RJ: “We have two ways to do that. For the first we want to bring out new games, like ImmunoWars: Into the Wild, which would be about parasites and fungi. That way we get new, thematic additions to the game over the years. Besides that there are of course scientific developments that influence the base game. If those developments are numerous enough, we plan to release the base game again, with the necessary updates. Then we’d get a 2023-version and a 2024-version and so on. That also enables people to compare versions, to see what kinds of innovations have taken place over the years. That way, the ‘problem’ of having to update a physical card game actually becomes a strength!”

That requires a lot of research, I can imagine.

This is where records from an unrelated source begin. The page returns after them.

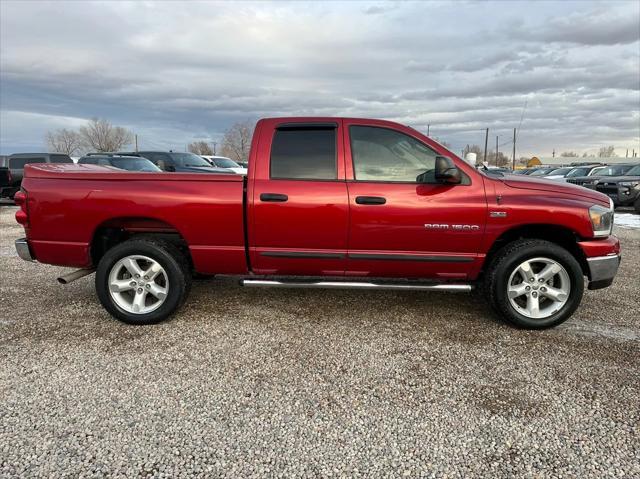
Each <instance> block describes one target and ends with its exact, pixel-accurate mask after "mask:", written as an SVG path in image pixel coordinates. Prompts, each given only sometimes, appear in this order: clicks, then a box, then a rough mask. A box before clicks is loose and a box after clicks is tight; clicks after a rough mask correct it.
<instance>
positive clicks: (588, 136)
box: [0, 0, 640, 155]
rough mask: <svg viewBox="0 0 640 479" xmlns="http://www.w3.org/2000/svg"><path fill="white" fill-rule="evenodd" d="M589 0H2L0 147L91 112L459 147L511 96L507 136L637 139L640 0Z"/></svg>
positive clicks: (502, 121)
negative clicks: (402, 139) (383, 137)
mask: <svg viewBox="0 0 640 479" xmlns="http://www.w3.org/2000/svg"><path fill="white" fill-rule="evenodd" d="M605 7H606V8H605ZM605 7H603V6H602V4H600V3H591V2H577V3H576V2H561V3H547V2H535V3H516V2H508V3H507V2H496V3H491V2H451V3H447V2H399V3H372V4H364V5H363V3H361V2H345V3H337V2H331V3H328V4H321V3H299V2H291V3H281V2H273V3H266V2H260V3H244V2H243V3H231V2H229V3H225V2H222V3H215V4H213V3H207V2H186V3H174V2H103V3H86V2H55V3H44V2H14V1H10V0H9V1H7V0H5V1H3V2H1V3H0V9H1V12H0V13H1V15H0V120H1V121H0V150H1V152H2V153H3V154H4V153H11V152H13V151H18V150H25V149H29V150H34V149H36V150H37V149H41V148H43V141H42V140H43V137H44V133H45V132H46V131H47V130H48V129H51V128H57V127H59V125H69V124H77V123H78V122H82V121H83V120H84V119H87V118H90V117H94V116H100V117H105V118H108V119H110V120H111V121H113V122H114V123H116V124H120V125H123V126H126V127H128V128H131V129H132V130H134V131H135V132H136V133H138V134H139V136H140V137H141V138H142V141H145V142H148V144H149V145H151V146H153V147H154V148H167V149H168V148H174V149H182V148H183V147H184V145H185V143H188V142H189V141H192V140H193V138H210V139H212V140H219V139H220V137H221V136H222V133H223V131H224V130H225V129H226V128H227V127H228V126H229V125H230V124H232V123H233V122H234V121H238V120H244V119H247V118H257V117H262V116H286V115H327V116H329V115H344V116H357V117H379V118H386V119H391V120H397V121H401V122H403V123H408V124H411V125H412V126H414V127H417V128H419V129H425V130H426V127H427V125H430V130H431V131H432V132H433V133H434V134H436V135H438V136H439V137H440V138H441V139H443V140H446V141H448V142H450V143H451V144H452V145H453V146H454V149H458V150H459V149H461V148H462V147H464V145H465V144H467V143H483V141H484V139H483V133H482V131H483V130H484V128H487V127H489V128H491V130H492V135H495V134H497V135H500V136H501V137H505V138H507V137H508V135H510V134H512V130H513V128H514V127H516V126H517V125H518V124H519V122H520V118H521V115H522V108H523V105H524V103H525V101H526V102H527V105H528V106H527V109H526V111H525V117H524V122H523V124H522V127H521V132H520V138H521V141H520V142H519V144H520V145H521V146H520V147H519V152H520V153H522V154H539V155H540V154H547V153H550V151H551V150H552V149H553V148H555V149H556V150H558V149H562V150H569V149H574V150H580V151H582V150H583V149H587V148H592V147H594V146H592V145H598V144H615V145H616V146H618V147H619V148H622V149H623V150H622V151H624V148H626V146H629V147H632V148H633V147H634V146H635V147H636V149H640V139H639V137H640V131H639V130H640V126H638V125H639V123H638V117H639V115H640V114H639V113H638V112H639V111H640V92H639V89H640V73H639V71H640V58H639V56H640V55H639V48H640V42H639V41H638V34H637V33H638V32H637V30H638V27H637V25H638V21H639V20H640V6H638V4H636V3H633V2H622V3H610V4H607V5H606V6H605ZM634 22H635V23H634ZM114 26H117V27H114ZM70 122H71V123H70ZM510 132H511V133H510Z"/></svg>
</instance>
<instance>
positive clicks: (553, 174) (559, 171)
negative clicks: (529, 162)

How do you two handle that, in order to make those 105 cards?

RJ: “Reading papers and publications, and the websites of the RIVM and CDC, in order to determine what kind of function each idea for a card might end up with.”

DB: “With that approach we have around 500 ideas for cards written out, but it can be hard to incorporate those ideas into the game. To resolve this, we first have to delve into something like a disease to really figure out what kind of vaccines there are, other possible medications, how infectious it is, how many people have died from it, how well known it is right now, the symptoms, you name it. We note all information we find, with their sources.”

RJ: “In the back of the manual there are two QR-codes. With the one people can ask questions, suggest research or report inaccuracies and with the other one will find our online bibliography. That way, people can find out more about the science behind the game.”

Then finally I’d like to know, out of all the ideas for cards you’ve come up with, what’s your ‘white whale’? What idea for a card would you still like to implement into the game?

RJ: “As a tribute to one of our favorite teachers, Mathieu Noteborn, I would love to design an ‘apoptosis’-card [apoptosis is programmed cell death, an important biochemical process, ed.]. He played an important role in the understanding of the apoptin-protein. He also gave great lectures, he was a really inspiring man. So if that card could be added to the game, I’d be really happy.”

This final story shows how creative and engaged Rafael and Dennis are when designing their game. I’ve been able to discover that myself when we played a game of ImmunoWars after the interview. The cards are filled to the brim with ideas that somehow also synergise and cause surprising moments in gameplay. ImmunoWars is now available for pre-order through the website and will be officially published within a few months. I highly recommend it!

Update 30/05/2022: At the 25th of March Rafel and Dennis organized a party to celebrate the official launch of the game. I was there and received the first edition of the game, including the first expansion pack full of sexually transmitted diseases. Great. In the meantime, around a thousand copies of ImmunoWars have been sold, and the first official tournament is history.

A Game Changers Event will be held for the Leiden City of Science on the 15th of November, a day that will revolve around gamification of education. ImmunoWars will host this night, so try to be there!